The Fortitude Valley Post Office, built in 1887, is important for its ability to demonstrate the evolution of post and telegraph services in Queensland and the development of Fortitude Valley, at a time of rapid trade, commerce, industry and residential expansion in the area. The grand style and scale of the building demonstrate the prosperity of Fortitude Valley at that time.

The siting of the building at the corner of Ann and Ballow Streets is of interest for the controversy it caused between the government and the local residents and businesses who were preferable of the building being located closer to the business centre of Fortitude Valley. The post office is also of interest for the ancillary role it played in the distribution of social security payments of various kinds during the early 1900s, at which time it was claimed to be among the heaviest pensions paying centre in the Commonwealth.

The place demonstrates rare, uncommon or endangered aspects of Queensland's cultural heritage.

The building is a rare example of a post office composed in the Victorian Italianate style, being one of only ten such buildings designed by the Colonial Architect's Office of the Department of Public Works in that architectural form. The Fortitude Valley Post Office is particularly unusual as the only post office in Queensland to be designed and constructed with mansard style roofs.

The place is important in demonstrating the principal characteristics of a particular class of cultural places.

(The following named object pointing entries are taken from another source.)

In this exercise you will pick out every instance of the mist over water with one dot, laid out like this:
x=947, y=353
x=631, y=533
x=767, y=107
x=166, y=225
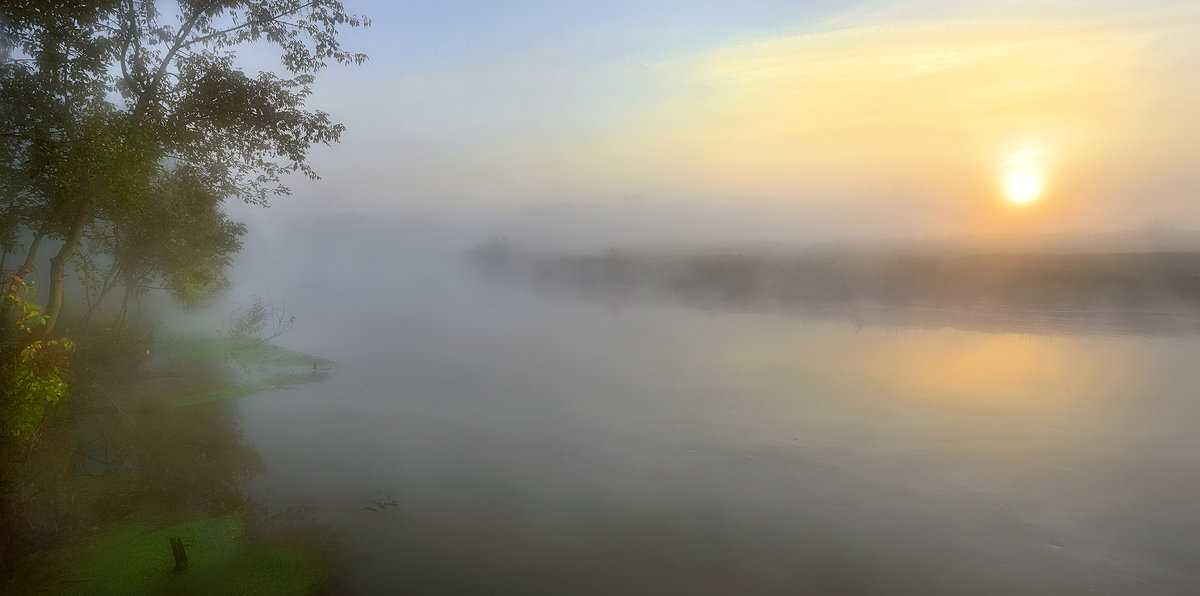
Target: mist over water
x=479, y=434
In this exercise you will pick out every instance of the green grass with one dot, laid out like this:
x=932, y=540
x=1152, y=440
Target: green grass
x=234, y=367
x=135, y=557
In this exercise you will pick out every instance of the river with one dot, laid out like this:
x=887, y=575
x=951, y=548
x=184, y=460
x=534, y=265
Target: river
x=483, y=438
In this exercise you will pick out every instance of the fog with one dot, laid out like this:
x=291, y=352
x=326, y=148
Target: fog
x=594, y=298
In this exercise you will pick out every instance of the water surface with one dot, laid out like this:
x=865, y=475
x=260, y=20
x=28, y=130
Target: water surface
x=485, y=438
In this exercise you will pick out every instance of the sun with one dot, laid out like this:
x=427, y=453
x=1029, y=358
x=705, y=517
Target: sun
x=1023, y=186
x=1023, y=176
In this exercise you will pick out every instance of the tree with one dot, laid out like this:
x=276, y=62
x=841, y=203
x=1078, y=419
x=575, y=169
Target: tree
x=101, y=98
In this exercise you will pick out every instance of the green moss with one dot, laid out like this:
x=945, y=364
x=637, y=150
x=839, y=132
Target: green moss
x=135, y=557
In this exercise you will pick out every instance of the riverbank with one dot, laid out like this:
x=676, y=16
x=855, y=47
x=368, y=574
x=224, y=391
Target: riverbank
x=1152, y=293
x=149, y=447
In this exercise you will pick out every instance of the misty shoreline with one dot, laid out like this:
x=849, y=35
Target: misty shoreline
x=1121, y=293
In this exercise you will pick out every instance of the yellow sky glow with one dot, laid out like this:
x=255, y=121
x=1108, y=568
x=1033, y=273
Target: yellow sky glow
x=939, y=107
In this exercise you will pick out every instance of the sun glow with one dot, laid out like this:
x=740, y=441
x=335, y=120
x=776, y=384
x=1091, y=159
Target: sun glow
x=1023, y=186
x=1023, y=178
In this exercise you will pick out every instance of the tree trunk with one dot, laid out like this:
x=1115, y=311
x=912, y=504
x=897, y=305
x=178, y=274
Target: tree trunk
x=59, y=265
x=33, y=252
x=19, y=275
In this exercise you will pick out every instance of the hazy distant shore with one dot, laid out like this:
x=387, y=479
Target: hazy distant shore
x=1149, y=293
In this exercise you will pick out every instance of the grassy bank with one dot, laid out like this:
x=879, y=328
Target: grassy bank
x=147, y=447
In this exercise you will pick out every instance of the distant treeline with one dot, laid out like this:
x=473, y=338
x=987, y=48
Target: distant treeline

The building's ornately detailed facade, regarded amongst the most elaborate of all post offices in Queensland, is of considerable aesthetic significance. The variety of mouldings, motifs and cast masonry decorations demonstrate a fine quality of workmanship.

It is of interest as an example of a post office with a combined postmaster's residence.

The place is important because of its aesthetic significance.

The building's ornately detailed facade, regarded amongst the most elaborate of all post offices in Queensland, is of considerable aesthetic significance. The variety of mouldings, motifs and cast masonry decorations demonstrate a fine quality of workmanship. The building remains as one of only a few substantial late nineteenth century buildings in Fortitude Valley, and its contribution to its surroundings is highly significant for demonstrating the character of the area at the turn of the century.

The place has a strong or special association with a particular community or cultural group for social, cultural or spiritual reasons.

The Fortitude Valley Post Office has a strong association with the general community of Fortitude Valley for the essential role it has played in the provision of essential postal and telecommunication services. The siting of the building at the corner of Ann and Ballow Streets is of interest for the controversy it caused between the government and the local residents and businesses who were preferable of the building being located closer to the business centre of Fortitude Valley. The post office is also of interest for the ancillary role it played in the distribution of social security payments of various kinds during the early 1900s, at which time it was claimed to be among the heaviest pensions paying centre in the Commonwealth.